Ukraine is leading the way among emerging economies in financial sector reforms, according to the EBRD’s latest Transition report which says that the outlook for market reforms across the whole area appears to have improved.
The Transition Report 2015-16 shows that many factors holding back the reform process persist. However, despite isolated cases of reform reversal, over the past year “the overall direction has been positive, which bodes well for longer-term growth prospects”.
The report refers specifically to significant progress in infrastructure, as cash-strapped governments increasingly saw the value of private-sector involvement in transport links and municipal services.
Despite continuing problems with non-performing loans, the report notes positive developments among financial sectors as countries have cleaned up their banking systems and made them more resilient to future shocks.
Among these countries, Ukraine has made the most progress. Since 2014, the country has seen the closure of over 50 banks with opaque ownership structures, excessive related party lending and weak management and corporate governance.
An annual EBRD publication, the Transition Report uses a series of indicators to track the progress of structural reforms across the EBRD region that includes central and south-eastern Europe, the former Soviet Union and the southern and eastern Mediterranean.
In infrastructure, progress last year was strongest in the road sector, mainly reflecting an increasing interest in fostering private sector involvement in the building of new roads or in the maintenance of existing networks.
The report says tangible reforms had been less evident in the corporate sector. However, reforms have been put in place in Albania to make it easier to start a business and transfer property. Steps had been taken to strengthen investment laws in Egypt, to protect investors and streamline procedures.

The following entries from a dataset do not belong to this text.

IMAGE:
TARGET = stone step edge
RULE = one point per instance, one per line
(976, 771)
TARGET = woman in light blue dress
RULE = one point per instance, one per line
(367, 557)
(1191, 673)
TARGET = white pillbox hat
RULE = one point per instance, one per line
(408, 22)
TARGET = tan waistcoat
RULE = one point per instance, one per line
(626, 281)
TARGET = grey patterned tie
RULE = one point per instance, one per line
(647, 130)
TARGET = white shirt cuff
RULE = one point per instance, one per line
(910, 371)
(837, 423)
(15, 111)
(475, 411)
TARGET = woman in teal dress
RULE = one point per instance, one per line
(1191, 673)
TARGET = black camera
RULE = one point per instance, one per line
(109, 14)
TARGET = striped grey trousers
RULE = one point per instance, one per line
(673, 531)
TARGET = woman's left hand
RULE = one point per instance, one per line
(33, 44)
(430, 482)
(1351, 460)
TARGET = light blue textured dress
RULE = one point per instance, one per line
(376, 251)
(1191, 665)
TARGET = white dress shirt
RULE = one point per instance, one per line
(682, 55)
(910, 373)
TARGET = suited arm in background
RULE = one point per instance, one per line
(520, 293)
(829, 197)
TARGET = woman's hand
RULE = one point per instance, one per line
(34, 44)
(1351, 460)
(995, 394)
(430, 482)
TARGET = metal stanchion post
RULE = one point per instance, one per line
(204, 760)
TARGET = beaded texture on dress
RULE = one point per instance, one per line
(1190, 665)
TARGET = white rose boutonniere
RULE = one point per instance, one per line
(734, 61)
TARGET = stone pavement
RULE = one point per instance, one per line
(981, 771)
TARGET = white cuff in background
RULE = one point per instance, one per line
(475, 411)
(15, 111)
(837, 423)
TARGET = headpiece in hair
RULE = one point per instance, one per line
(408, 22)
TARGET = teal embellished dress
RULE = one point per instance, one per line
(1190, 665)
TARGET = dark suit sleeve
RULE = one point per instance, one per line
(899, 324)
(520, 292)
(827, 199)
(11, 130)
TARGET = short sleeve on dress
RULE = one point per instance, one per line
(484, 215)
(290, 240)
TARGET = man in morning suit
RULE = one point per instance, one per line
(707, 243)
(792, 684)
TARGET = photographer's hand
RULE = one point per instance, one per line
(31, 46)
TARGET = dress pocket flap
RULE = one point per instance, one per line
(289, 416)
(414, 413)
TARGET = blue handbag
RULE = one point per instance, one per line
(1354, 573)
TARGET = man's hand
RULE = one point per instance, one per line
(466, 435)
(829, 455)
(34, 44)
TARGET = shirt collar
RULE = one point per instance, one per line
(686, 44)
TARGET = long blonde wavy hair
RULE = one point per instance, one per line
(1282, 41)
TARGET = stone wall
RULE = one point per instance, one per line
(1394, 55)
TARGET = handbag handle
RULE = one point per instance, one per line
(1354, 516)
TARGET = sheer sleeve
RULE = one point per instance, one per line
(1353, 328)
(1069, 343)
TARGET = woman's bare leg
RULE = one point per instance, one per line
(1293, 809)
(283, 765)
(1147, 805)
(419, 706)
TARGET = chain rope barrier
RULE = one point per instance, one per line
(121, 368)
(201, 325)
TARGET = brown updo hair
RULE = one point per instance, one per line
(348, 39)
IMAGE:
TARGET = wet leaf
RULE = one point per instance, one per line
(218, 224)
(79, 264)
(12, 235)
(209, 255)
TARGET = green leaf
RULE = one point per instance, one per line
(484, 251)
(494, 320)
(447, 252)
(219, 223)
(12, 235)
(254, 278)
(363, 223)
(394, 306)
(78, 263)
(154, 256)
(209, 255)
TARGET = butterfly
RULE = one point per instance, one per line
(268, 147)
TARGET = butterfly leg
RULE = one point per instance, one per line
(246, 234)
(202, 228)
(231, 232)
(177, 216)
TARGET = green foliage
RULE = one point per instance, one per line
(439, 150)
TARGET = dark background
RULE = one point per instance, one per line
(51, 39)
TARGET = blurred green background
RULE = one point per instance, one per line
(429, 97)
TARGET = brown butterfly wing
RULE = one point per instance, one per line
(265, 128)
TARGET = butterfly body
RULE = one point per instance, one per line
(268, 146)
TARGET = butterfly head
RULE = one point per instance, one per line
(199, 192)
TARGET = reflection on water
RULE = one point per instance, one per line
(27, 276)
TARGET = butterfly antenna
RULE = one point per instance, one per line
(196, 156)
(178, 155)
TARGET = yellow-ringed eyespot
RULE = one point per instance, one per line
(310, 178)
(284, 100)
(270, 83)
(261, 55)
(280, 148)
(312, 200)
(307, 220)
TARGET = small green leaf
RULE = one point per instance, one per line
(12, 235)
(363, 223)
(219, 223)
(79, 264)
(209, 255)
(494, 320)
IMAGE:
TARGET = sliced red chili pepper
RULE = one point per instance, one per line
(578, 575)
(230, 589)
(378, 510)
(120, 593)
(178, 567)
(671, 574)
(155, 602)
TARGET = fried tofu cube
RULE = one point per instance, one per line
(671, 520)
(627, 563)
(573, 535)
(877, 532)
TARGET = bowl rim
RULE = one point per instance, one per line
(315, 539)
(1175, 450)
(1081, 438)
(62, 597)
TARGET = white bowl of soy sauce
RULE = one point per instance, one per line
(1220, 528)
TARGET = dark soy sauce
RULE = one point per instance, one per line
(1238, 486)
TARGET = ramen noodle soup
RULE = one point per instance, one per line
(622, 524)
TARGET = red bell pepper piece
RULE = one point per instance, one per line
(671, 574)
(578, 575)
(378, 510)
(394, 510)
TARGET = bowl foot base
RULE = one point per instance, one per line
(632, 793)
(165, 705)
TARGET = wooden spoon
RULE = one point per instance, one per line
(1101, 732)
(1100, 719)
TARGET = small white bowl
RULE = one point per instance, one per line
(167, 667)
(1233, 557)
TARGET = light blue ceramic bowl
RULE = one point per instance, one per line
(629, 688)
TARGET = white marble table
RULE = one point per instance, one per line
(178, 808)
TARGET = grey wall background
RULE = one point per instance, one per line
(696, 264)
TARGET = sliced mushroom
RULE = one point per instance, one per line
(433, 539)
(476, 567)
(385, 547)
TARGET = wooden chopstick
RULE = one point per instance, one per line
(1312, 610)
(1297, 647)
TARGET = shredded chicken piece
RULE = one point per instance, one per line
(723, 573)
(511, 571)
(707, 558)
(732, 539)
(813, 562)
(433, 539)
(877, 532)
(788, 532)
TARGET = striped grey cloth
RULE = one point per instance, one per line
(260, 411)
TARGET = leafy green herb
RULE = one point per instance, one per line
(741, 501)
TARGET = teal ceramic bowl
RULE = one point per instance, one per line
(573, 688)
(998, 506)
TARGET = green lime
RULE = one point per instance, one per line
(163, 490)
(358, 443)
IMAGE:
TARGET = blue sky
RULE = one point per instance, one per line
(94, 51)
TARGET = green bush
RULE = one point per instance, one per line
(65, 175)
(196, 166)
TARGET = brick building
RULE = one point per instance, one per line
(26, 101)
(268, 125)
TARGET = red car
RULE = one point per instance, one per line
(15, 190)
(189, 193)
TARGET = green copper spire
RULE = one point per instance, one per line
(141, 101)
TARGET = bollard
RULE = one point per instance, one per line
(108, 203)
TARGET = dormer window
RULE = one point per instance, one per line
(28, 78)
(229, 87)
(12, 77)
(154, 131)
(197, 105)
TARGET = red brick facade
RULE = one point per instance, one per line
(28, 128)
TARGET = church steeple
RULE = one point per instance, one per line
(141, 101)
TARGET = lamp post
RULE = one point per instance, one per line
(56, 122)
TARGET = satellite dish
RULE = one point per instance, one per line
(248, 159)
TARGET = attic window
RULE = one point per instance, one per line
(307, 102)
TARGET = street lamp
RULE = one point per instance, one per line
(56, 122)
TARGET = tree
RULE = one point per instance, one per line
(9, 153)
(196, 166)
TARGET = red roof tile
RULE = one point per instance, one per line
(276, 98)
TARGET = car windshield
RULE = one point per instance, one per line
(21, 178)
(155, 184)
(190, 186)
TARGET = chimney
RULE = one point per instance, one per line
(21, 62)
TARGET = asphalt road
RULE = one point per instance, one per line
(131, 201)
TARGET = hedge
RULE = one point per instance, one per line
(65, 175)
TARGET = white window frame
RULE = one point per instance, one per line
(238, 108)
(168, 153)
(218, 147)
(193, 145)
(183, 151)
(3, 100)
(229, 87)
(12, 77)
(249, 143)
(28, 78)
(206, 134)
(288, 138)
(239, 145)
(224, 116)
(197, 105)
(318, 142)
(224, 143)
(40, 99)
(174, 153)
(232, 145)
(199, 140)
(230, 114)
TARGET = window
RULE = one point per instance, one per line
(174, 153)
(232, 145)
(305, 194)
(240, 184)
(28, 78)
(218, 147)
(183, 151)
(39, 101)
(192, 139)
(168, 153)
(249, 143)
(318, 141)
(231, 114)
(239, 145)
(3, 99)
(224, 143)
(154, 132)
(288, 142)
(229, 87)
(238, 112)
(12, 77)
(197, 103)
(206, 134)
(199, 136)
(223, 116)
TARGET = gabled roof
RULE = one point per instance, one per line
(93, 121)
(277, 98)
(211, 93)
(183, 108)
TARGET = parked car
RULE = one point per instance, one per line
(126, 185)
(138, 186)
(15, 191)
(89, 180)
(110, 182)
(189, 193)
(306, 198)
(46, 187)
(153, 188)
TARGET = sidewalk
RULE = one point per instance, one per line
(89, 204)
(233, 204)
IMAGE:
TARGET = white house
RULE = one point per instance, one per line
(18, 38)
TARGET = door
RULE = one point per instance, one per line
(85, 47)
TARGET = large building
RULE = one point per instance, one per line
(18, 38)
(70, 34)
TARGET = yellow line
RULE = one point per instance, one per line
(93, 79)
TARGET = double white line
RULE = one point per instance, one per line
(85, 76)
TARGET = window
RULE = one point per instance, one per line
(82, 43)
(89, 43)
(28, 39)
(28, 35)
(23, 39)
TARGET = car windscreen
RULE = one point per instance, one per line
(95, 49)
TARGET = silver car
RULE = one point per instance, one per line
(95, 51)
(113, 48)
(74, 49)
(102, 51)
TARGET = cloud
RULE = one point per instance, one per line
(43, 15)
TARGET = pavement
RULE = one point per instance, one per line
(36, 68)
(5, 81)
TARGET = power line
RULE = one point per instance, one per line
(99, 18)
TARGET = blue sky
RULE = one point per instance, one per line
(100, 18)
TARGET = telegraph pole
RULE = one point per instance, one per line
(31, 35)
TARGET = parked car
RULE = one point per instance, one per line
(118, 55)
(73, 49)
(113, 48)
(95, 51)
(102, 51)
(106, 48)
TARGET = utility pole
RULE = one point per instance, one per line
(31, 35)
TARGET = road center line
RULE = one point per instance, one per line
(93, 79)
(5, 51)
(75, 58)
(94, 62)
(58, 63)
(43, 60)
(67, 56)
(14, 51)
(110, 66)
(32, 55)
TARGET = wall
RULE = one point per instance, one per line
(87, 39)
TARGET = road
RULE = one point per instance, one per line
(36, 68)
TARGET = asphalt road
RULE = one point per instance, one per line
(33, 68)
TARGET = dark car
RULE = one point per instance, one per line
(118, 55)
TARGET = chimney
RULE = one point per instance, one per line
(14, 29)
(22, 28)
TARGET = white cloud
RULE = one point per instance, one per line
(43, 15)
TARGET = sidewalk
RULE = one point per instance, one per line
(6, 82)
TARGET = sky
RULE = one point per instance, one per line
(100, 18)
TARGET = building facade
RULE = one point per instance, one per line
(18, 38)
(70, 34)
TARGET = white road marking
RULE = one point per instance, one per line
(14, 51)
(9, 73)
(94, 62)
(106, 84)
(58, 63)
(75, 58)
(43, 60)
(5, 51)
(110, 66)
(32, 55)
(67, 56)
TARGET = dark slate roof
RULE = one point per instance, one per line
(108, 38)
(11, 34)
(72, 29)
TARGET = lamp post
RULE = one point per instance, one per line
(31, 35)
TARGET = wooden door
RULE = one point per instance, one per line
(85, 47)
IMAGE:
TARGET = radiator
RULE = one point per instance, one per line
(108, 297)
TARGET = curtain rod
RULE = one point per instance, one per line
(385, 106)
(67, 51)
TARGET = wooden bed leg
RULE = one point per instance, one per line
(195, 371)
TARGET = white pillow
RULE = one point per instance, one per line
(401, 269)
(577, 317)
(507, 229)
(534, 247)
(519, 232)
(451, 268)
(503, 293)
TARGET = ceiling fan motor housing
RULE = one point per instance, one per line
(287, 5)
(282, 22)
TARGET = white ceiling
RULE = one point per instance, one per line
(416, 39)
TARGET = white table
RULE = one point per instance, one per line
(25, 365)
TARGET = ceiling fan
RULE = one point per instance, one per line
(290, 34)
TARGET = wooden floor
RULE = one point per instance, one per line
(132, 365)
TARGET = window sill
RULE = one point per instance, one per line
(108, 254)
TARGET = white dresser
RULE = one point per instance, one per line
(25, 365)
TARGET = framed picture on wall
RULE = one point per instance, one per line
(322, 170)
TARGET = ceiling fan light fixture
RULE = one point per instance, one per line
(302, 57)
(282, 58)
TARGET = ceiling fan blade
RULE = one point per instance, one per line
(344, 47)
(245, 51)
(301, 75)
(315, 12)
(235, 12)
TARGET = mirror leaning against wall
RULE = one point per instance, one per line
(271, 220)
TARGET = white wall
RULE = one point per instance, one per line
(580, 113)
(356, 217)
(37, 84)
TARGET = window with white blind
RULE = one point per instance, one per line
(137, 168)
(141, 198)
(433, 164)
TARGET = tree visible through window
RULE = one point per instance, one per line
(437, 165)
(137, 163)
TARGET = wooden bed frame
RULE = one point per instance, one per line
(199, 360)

It also saw scope for optimism in the energy sector, noting that the governments of both Egypt and Ukraine, for example, had introduced measures to reduce state subsidies related to energy prices. Serbia also launched the first phase of a corporate restructuring of state-owned energy company EPS.
Reflecting the EBRD’s increased focus on promoting Green Economic Transition, the latest Transition Reportintroduces two new indicators to track the sustainable use of water and other materials adding to the work already being undertaken in the sustainable energy sector.